Many sideliners are sideliners because they do not have a business plan. I always plan five years out. Always with backup plans.

In beekeeping timing and careful planning are key. 

Like all other business commercial beekeeping requires capital. Without careful planning and goals (size you wish to end up) growth is awkward ( honey house way to small or perhaps moving hives by hand when a forklift is needed).

Not willing to hire help when needed will limit the size of an operation. 

The beekeeper may be the best beekeeper in the world but if a poor manager of help and business then problems will arise.

The "Peter Principal" applies to many operations and should be followed.
In other words once you get to a level you are comfortable with and the operation runs smoothly and is profitable be content. 

Buying out every operation in sight and trying to combine to yours can be problematic ( first hand experience) but can put you in a position to make big bucks in a hurry. 

Beekeeping is seasonal and being able to buy hives worth the money (spring) and work all season and with luck do pollination and make a crop can pay for the hives making a profit and getting the hives for free.
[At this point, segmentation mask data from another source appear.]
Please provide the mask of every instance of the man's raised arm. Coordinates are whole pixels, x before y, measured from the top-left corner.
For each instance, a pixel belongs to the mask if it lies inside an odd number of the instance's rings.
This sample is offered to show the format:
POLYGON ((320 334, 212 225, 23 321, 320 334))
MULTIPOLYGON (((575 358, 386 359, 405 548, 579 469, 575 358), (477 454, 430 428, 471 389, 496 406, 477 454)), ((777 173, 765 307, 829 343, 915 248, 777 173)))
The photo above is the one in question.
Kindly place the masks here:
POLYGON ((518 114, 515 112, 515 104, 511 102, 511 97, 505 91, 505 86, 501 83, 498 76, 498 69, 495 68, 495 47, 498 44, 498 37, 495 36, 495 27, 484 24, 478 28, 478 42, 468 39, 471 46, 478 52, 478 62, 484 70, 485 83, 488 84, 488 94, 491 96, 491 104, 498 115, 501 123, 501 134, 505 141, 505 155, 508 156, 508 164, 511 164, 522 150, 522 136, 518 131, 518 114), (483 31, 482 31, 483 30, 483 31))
Has been the fast track to large commercial beekeeping for decades.


----------



## merdoc (May 4, 2010)

I remember my dad and brothers buying in big in 1979.We had the best gallberry land in n fla.The bears were awful, one year it rained hard and knocked off the blooms.I thought it was tuff but now after 25 plus years in the factory I wish we had stayed in.Im getting a couple of packages and see if I can build from them good luck to you.


----------